Don't Scribble Me Out
Dimensions
Dimensions - Variable
Don’t scribble me out, is a self-portrait. It depicts me as both mother and child. It sticks together two moments intime. It plays with ideas within my wider practice that are concerned with maternal ambivalence, vulnerability, and the affect of the transition into motherhood on a woman’s identity. It is about the child that still lives inside, a child learning to mother or a child that has become trapped. It's about loss and a yearning for freedom, independence, and life before.
It utilises a family photograph taken by my father in 1973 in which you can see I am happily balanced on top of my mother's shoulders. The felt tip pen drawing that I have carefully traced around, cut out, and superimposed ontop of the photographic image is by my son who was aged 4 when he drew it.

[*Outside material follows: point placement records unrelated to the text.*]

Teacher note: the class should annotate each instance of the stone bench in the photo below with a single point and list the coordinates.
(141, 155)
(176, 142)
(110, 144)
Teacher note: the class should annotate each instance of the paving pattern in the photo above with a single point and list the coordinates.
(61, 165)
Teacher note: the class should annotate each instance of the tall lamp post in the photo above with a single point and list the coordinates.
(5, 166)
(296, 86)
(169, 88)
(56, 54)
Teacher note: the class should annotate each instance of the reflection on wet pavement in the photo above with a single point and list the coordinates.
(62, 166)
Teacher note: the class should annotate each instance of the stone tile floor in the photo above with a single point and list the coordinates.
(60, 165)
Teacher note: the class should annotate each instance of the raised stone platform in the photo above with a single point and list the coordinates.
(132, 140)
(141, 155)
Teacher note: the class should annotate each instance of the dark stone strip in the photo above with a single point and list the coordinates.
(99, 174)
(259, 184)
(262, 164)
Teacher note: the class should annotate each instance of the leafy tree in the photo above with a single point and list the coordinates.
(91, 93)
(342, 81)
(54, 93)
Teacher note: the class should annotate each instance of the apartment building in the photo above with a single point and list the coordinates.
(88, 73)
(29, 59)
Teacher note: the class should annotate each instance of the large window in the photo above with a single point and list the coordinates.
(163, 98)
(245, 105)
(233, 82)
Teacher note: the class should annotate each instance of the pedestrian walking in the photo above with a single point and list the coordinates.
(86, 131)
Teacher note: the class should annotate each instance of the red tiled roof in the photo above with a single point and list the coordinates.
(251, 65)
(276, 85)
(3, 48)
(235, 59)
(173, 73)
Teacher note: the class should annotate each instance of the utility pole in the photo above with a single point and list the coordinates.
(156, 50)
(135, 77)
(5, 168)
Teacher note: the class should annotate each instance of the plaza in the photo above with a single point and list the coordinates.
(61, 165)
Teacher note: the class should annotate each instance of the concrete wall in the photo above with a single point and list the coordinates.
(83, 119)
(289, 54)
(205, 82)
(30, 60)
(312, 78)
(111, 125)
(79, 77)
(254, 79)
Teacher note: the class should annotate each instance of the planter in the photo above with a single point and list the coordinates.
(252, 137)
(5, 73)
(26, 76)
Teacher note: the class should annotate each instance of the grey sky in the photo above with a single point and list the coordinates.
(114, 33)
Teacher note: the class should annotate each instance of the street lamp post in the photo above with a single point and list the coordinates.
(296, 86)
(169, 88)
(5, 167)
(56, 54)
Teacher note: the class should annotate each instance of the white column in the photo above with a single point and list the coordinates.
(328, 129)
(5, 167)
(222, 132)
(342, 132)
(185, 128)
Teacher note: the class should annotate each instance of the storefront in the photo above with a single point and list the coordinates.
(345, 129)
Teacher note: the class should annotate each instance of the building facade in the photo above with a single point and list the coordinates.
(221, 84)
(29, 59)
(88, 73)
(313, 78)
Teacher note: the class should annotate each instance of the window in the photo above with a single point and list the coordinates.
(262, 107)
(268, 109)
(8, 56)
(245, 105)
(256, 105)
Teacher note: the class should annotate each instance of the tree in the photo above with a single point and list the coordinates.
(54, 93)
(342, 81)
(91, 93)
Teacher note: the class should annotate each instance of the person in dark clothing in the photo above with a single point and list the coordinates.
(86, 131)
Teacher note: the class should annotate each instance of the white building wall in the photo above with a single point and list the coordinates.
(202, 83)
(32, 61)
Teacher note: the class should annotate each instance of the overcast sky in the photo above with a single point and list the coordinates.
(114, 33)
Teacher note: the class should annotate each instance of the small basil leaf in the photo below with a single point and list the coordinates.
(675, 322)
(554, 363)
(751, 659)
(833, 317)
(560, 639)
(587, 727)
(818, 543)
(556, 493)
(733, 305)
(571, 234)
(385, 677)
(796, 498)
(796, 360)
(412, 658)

In the drawing I am depicted shouting, you can see my mouth is wide open. Marks from the drawing obliterate parts of my mother's face.I have scribbled her out.
I am interested in how lines can transmute feelings. When scribbling out my mother's face I was thinking about my own invisibility as a mother and full-time carer of a young child. I thought that the drawing by my son was really fascinating as it captured the sense of frustration and isolation that I felt whilst looking after him at home. I am silently shouting out or screaming from within the drawing. My voice is seen but not heard.
The title of this artwork comes from my mother's reaction to the work when she first viewed it. She felt upset by the image I had made and said "please don't scribble me out"!